After graduating from a theological college, Fang Ju studied in South Korea for three years. Upon returning to China, she became a pastor at a local house church. Her husband, Zhou Gang, is also a pastor. The authorities claimed that the husband and wife purchased South Korean religious books and maintained ties with overseas religious communities in the United States and South Korea. The authorities said that the matter was of a serious nature.
“If you want to condemn someone, don’t worry about the pretext,” some church members said. “The church has never invited foreign pastors, so where did the notion of ‘foreign affiliations’ come from?”
On September 22, officials from the city’s Public Security Bureau, United Front Work Department, Religious Affairs Bureau, special police force, and other departments forcibly cut and destroyed the cross on the church to which Fang Ju belonged, and sealed off the church. More than 300 believers lost their meeting place and were forced to disperse. That day, Fang Ju and her husband were released, but the couple received a warning from the Religious Affairs Bureau prohibiting them from preaching. Their phones were also put under surveillance.
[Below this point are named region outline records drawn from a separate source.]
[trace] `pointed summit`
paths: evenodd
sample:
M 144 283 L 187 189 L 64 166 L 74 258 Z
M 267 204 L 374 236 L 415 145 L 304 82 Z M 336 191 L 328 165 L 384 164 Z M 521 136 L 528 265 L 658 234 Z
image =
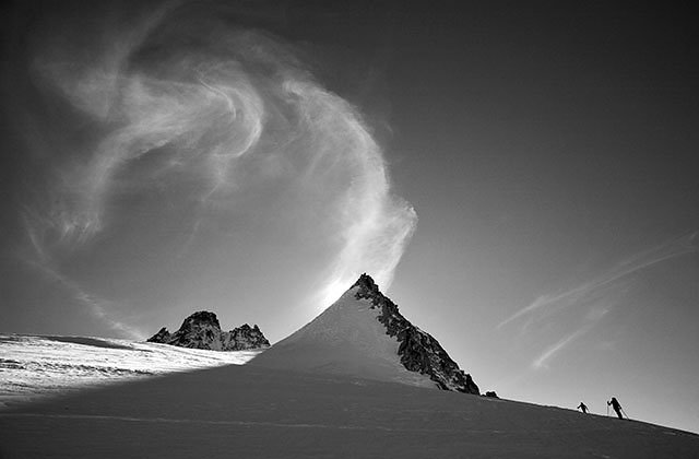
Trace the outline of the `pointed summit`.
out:
M 366 273 L 320 316 L 250 365 L 479 393 L 439 342 L 405 319 Z

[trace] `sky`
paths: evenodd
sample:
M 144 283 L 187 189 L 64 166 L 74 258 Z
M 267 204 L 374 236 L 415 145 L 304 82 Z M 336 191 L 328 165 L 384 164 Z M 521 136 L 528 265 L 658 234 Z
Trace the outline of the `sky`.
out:
M 367 272 L 483 391 L 699 432 L 688 11 L 93 3 L 2 14 L 0 331 L 274 342 Z

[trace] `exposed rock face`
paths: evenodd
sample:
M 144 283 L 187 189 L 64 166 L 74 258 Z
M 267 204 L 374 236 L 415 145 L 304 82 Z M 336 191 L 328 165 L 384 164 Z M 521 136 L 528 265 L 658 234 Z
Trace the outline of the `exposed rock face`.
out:
M 270 342 L 257 325 L 250 327 L 245 323 L 230 331 L 221 331 L 216 315 L 206 310 L 200 310 L 186 318 L 175 333 L 163 327 L 147 341 L 212 351 L 245 351 L 270 346 Z
M 429 375 L 440 389 L 481 393 L 471 375 L 459 368 L 436 339 L 405 319 L 369 275 L 362 274 L 352 287 L 358 287 L 357 299 L 369 299 L 371 308 L 381 310 L 378 320 L 383 323 L 387 333 L 396 337 L 400 342 L 398 353 L 405 368 Z

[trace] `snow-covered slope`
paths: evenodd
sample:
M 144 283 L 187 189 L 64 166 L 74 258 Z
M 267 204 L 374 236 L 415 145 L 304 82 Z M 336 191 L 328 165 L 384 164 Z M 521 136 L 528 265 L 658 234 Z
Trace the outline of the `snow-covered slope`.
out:
M 213 352 L 111 338 L 0 334 L 0 407 L 87 386 L 242 364 L 260 352 Z
M 404 384 L 229 365 L 0 411 L 14 458 L 691 459 L 699 436 Z
M 367 274 L 250 364 L 478 393 L 471 376 L 437 340 L 407 321 Z

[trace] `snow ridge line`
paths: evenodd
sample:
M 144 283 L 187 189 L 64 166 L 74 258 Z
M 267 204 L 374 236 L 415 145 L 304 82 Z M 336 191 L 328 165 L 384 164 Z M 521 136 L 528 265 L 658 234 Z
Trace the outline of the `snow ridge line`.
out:
M 171 419 L 171 417 L 134 417 L 134 416 L 109 416 L 102 414 L 40 414 L 40 413 L 0 413 L 0 417 L 40 417 L 40 419 L 58 419 L 58 420 L 93 420 L 93 421 L 123 421 L 123 422 L 142 422 L 142 423 L 166 423 L 166 424 L 205 424 L 205 425 L 239 425 L 239 426 L 262 426 L 262 427 L 287 427 L 287 428 L 328 428 L 343 431 L 383 431 L 383 432 L 454 432 L 453 429 L 443 428 L 390 428 L 380 425 L 362 426 L 362 425 L 328 425 L 328 424 L 288 424 L 264 421 L 215 421 L 215 420 L 192 420 L 192 419 Z M 469 433 L 490 433 L 507 434 L 505 431 L 483 431 L 483 429 L 459 429 L 459 432 Z

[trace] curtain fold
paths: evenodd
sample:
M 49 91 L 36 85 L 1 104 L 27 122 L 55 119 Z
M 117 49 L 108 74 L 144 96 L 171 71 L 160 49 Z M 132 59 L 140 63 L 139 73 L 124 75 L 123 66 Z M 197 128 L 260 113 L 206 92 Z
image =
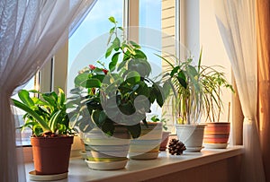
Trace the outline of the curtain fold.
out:
M 214 1 L 216 20 L 231 62 L 244 114 L 242 181 L 266 180 L 256 119 L 256 0 Z
M 57 51 L 91 10 L 96 0 L 0 2 L 0 181 L 18 177 L 15 125 L 10 97 Z M 22 172 L 20 172 L 22 175 Z
M 256 0 L 258 118 L 266 181 L 270 181 L 270 2 Z

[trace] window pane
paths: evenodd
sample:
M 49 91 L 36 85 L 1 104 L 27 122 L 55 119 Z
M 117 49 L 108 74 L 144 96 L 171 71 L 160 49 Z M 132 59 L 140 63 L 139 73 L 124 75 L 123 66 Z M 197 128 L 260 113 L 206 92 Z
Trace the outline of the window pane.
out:
M 74 79 L 79 70 L 96 61 L 104 62 L 109 30 L 113 16 L 122 26 L 123 0 L 98 0 L 84 22 L 68 39 L 68 75 L 67 94 L 74 88 Z M 87 49 L 86 51 L 86 48 Z
M 32 78 L 27 84 L 22 88 L 24 90 L 33 90 L 37 89 L 38 84 L 35 85 L 35 76 Z M 12 97 L 12 99 L 15 99 L 20 100 L 18 94 L 15 94 Z M 23 115 L 25 114 L 24 111 L 22 109 L 13 107 L 13 111 L 15 116 L 15 119 L 18 119 L 19 123 L 15 123 L 16 127 L 19 127 L 24 124 L 24 120 L 22 118 Z M 32 135 L 32 130 L 30 128 L 25 128 L 23 131 L 21 131 L 19 128 L 16 131 L 16 143 L 17 145 L 30 145 L 30 137 Z M 21 143 L 22 137 L 22 143 Z
M 155 55 L 161 55 L 162 49 L 161 0 L 140 0 L 139 6 L 139 41 L 151 64 L 151 76 L 155 78 L 162 72 L 161 59 Z M 157 103 L 151 107 L 151 111 L 148 116 L 148 119 L 153 115 L 162 115 Z

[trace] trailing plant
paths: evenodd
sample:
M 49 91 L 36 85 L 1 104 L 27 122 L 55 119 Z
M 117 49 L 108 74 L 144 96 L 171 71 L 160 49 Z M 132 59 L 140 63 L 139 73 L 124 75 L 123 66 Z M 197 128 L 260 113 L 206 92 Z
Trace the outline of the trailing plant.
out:
M 132 137 L 140 134 L 140 121 L 147 125 L 146 114 L 155 101 L 162 107 L 163 89 L 160 81 L 149 78 L 151 66 L 139 44 L 124 37 L 113 17 L 105 58 L 102 67 L 90 65 L 75 78 L 75 89 L 69 104 L 72 123 L 82 132 L 94 126 L 112 135 L 115 124 L 125 126 Z
M 221 88 L 234 91 L 225 78 L 224 73 L 213 66 L 202 65 L 202 51 L 198 65 L 194 65 L 193 58 L 166 61 L 169 68 L 164 74 L 166 88 L 169 88 L 173 116 L 177 124 L 196 124 L 204 112 L 206 120 L 219 121 L 222 110 Z M 172 63 L 176 62 L 176 65 Z
M 174 57 L 175 61 L 159 56 L 169 66 L 163 76 L 164 87 L 166 92 L 170 92 L 167 101 L 172 105 L 172 114 L 177 124 L 194 125 L 199 122 L 202 116 L 201 56 L 198 65 L 193 65 L 192 57 L 184 61 Z M 175 62 L 176 65 L 173 65 Z
M 30 97 L 30 93 L 39 94 L 39 97 Z M 22 129 L 29 127 L 33 136 L 56 136 L 72 134 L 69 128 L 69 118 L 67 114 L 66 96 L 59 88 L 55 91 L 41 93 L 35 90 L 21 90 L 18 93 L 21 100 L 13 99 L 14 105 L 26 114 Z
M 206 121 L 219 122 L 223 110 L 222 88 L 234 92 L 233 87 L 226 80 L 225 74 L 213 66 L 202 66 L 202 84 L 203 88 L 203 108 Z

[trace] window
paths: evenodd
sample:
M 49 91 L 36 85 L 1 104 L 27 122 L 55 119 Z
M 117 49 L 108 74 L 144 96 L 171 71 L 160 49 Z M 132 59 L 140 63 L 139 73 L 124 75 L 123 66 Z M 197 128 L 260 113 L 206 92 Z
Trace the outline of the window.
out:
M 126 14 L 127 11 L 129 15 Z M 111 28 L 108 22 L 110 16 L 114 16 L 120 25 L 129 24 L 146 28 L 140 28 L 137 41 L 142 45 L 150 62 L 157 66 L 155 68 L 158 68 L 153 69 L 154 74 L 160 74 L 163 69 L 162 61 L 157 58 L 154 53 L 165 52 L 179 56 L 181 55 L 179 50 L 186 48 L 196 60 L 201 47 L 202 47 L 202 64 L 221 65 L 226 71 L 228 80 L 230 80 L 230 61 L 213 14 L 212 4 L 209 2 L 200 4 L 200 2 L 194 1 L 176 0 L 97 1 L 68 41 L 68 90 L 73 87 L 73 80 L 77 72 L 83 67 L 95 63 L 96 60 L 103 59 L 107 40 L 105 33 Z M 146 30 L 162 33 L 153 36 Z M 181 48 L 176 44 L 177 41 L 182 43 Z M 87 49 L 84 50 L 84 48 L 89 42 L 91 42 L 92 51 L 84 55 L 84 51 L 87 52 Z M 95 51 L 96 49 L 98 52 Z M 217 61 L 218 64 L 216 64 Z M 225 110 L 221 120 L 228 120 L 228 103 L 230 100 L 231 93 L 224 91 L 223 96 Z M 158 113 L 159 116 L 162 112 L 164 111 L 160 109 L 153 110 L 153 113 Z M 167 118 L 171 118 L 169 112 L 169 110 L 166 112 L 166 117 Z M 173 126 L 174 121 L 169 120 L 169 125 Z
M 32 78 L 22 89 L 39 90 L 38 74 L 33 78 Z M 12 98 L 15 100 L 20 100 L 18 94 L 14 95 Z M 14 116 L 17 117 L 15 121 L 19 122 L 15 123 L 16 127 L 18 127 L 16 131 L 16 144 L 30 145 L 30 136 L 32 135 L 32 130 L 30 128 L 25 128 L 22 132 L 21 132 L 21 129 L 19 129 L 19 126 L 24 124 L 22 117 L 25 114 L 25 112 L 16 107 L 13 107 L 13 111 Z
M 110 16 L 115 18 L 119 26 L 122 26 L 123 0 L 98 0 L 79 28 L 69 38 L 68 94 L 74 86 L 73 80 L 79 70 L 94 65 L 97 60 L 103 62 L 108 31 L 112 27 L 108 21 Z

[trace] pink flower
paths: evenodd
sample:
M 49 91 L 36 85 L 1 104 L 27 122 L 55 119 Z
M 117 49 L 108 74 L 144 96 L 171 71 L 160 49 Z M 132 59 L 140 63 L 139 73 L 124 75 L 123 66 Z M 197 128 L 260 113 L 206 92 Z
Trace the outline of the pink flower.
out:
M 93 65 L 89 65 L 89 67 L 90 67 L 91 70 L 94 70 L 95 69 L 95 66 Z
M 107 73 L 108 73 L 108 70 L 106 70 L 106 69 L 103 69 L 103 72 L 104 72 L 105 74 L 107 74 Z

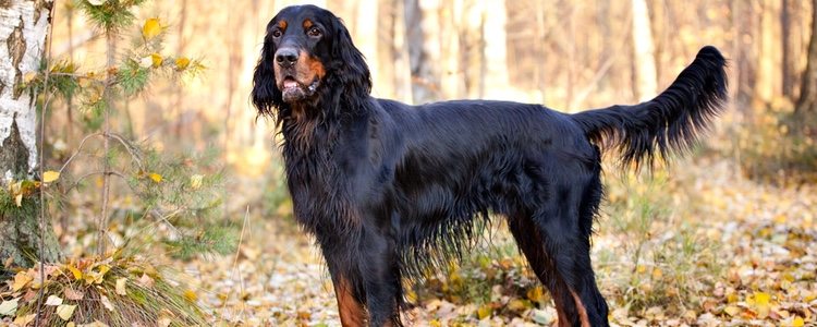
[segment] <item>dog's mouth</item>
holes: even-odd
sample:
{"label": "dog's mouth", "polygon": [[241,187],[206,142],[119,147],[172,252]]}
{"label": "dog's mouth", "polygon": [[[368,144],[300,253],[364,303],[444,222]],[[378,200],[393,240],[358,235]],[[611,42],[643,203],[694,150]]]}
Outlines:
{"label": "dog's mouth", "polygon": [[315,78],[309,83],[309,85],[305,85],[304,83],[298,82],[293,76],[285,76],[283,81],[281,82],[281,94],[283,95],[283,100],[285,102],[295,102],[303,99],[306,99],[315,94],[315,92],[318,89],[319,80]]}

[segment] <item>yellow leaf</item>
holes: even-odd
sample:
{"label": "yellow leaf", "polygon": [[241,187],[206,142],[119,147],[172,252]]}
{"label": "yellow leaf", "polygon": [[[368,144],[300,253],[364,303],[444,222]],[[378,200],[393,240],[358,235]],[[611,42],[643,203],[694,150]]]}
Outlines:
{"label": "yellow leaf", "polygon": [[723,308],[723,312],[727,313],[729,316],[734,317],[736,314],[741,312],[741,308],[734,305],[728,305]]}
{"label": "yellow leaf", "polygon": [[159,327],[168,327],[168,326],[170,326],[170,323],[173,323],[173,320],[171,320],[168,317],[161,317],[156,323],[159,324]]}
{"label": "yellow leaf", "polygon": [[12,316],[17,312],[17,301],[20,298],[11,299],[0,303],[0,316]]}
{"label": "yellow leaf", "polygon": [[147,276],[147,274],[142,274],[142,277],[139,277],[138,283],[145,288],[153,289],[154,283],[156,283],[156,281],[153,278],[150,278],[150,276]]}
{"label": "yellow leaf", "polygon": [[32,83],[32,81],[34,81],[34,78],[36,78],[36,77],[37,77],[37,73],[35,73],[35,72],[27,72],[27,73],[25,73],[23,75],[23,83],[25,83],[25,84]]}
{"label": "yellow leaf", "polygon": [[161,23],[159,19],[148,19],[145,21],[145,25],[142,26],[142,36],[146,40],[150,40],[161,33]]}
{"label": "yellow leaf", "polygon": [[48,295],[48,299],[46,299],[46,305],[57,306],[62,304],[62,298],[57,295]]}
{"label": "yellow leaf", "polygon": [[161,175],[158,174],[158,173],[156,173],[156,172],[151,172],[147,177],[149,177],[151,180],[154,180],[154,182],[161,183]]}
{"label": "yellow leaf", "polygon": [[82,291],[76,291],[71,288],[66,288],[62,290],[62,293],[65,294],[65,299],[74,300],[74,301],[82,300],[83,298],[85,298],[85,293],[83,293]]}
{"label": "yellow leaf", "polygon": [[105,308],[107,308],[110,312],[113,312],[113,304],[111,303],[111,300],[108,300],[108,296],[100,295],[99,302],[102,303],[102,306],[105,306]]}
{"label": "yellow leaf", "polygon": [[735,303],[737,300],[736,293],[729,293],[729,295],[727,295],[727,303]]}
{"label": "yellow leaf", "polygon": [[74,275],[74,279],[80,280],[83,278],[83,271],[80,271],[80,269],[74,268],[74,266],[72,266],[71,264],[66,265],[65,267],[71,271],[72,275]]}
{"label": "yellow leaf", "polygon": [[119,278],[119,279],[117,279],[117,294],[127,295],[127,291],[125,291],[125,282],[126,281],[127,281],[126,278]]}
{"label": "yellow leaf", "polygon": [[477,308],[477,319],[484,319],[491,316],[493,308],[489,304],[485,304]]}
{"label": "yellow leaf", "polygon": [[108,274],[108,271],[110,271],[110,270],[111,270],[110,266],[108,266],[108,265],[99,265],[99,274],[102,274],[102,276],[105,276],[105,274]]}
{"label": "yellow leaf", "polygon": [[183,71],[188,65],[190,65],[190,59],[187,59],[186,57],[179,57],[179,58],[176,58],[176,60],[175,60],[175,69],[176,70]]}
{"label": "yellow leaf", "polygon": [[769,300],[771,300],[771,295],[766,292],[755,292],[755,305],[769,305]]}
{"label": "yellow leaf", "polygon": [[68,322],[71,319],[71,316],[74,315],[74,310],[76,308],[76,305],[71,304],[60,304],[57,306],[57,315],[60,316],[63,320]]}
{"label": "yellow leaf", "polygon": [[151,56],[145,56],[139,59],[139,66],[147,69],[154,66],[154,58]]}
{"label": "yellow leaf", "polygon": [[26,271],[17,272],[17,275],[14,275],[14,282],[11,284],[12,292],[20,291],[32,280],[34,280],[34,277],[28,276]]}
{"label": "yellow leaf", "polygon": [[527,299],[533,302],[541,302],[544,300],[542,299],[544,296],[545,296],[545,291],[542,290],[540,286],[537,286],[531,289],[529,291],[527,291]]}
{"label": "yellow leaf", "polygon": [[160,66],[162,62],[164,62],[164,59],[161,58],[159,53],[150,53],[150,60],[153,60],[154,68]]}
{"label": "yellow leaf", "polygon": [[50,183],[60,178],[59,171],[49,170],[42,173],[42,182],[44,183]]}
{"label": "yellow leaf", "polygon": [[191,302],[196,302],[196,300],[198,300],[198,295],[196,295],[196,292],[194,292],[193,290],[184,291],[184,298],[190,300]]}
{"label": "yellow leaf", "polygon": [[[12,325],[16,326],[28,326],[28,324],[34,322],[34,318],[36,317],[36,314],[29,314],[25,316],[19,316],[14,319],[14,323]],[[801,325],[803,326],[803,325]]]}

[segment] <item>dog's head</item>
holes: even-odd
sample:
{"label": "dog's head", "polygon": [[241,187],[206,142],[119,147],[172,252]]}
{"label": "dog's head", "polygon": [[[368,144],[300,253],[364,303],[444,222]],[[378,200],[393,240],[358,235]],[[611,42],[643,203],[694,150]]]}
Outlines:
{"label": "dog's head", "polygon": [[340,19],[315,5],[288,7],[272,17],[253,77],[252,100],[260,113],[338,101],[347,89],[368,94],[371,80]]}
In recent years, with the continued implementation of the Sinicization of religion, the Chinese Communist Party authorities are intensifying their control and suppression of religious beliefs under the guise of “resisting religious penetration by foreign forces” and “preventing extreme religious ideology.”
Many churches throughout China have been suppressed or persecuted by the authorities simply for having foreign religious books or inviting foreign preachers. In September, a house church in Harbin, the capital of Heilongjiang, was also forced to be dissolved by the local government because the church had previously invited a foreign preacher to give a sermon.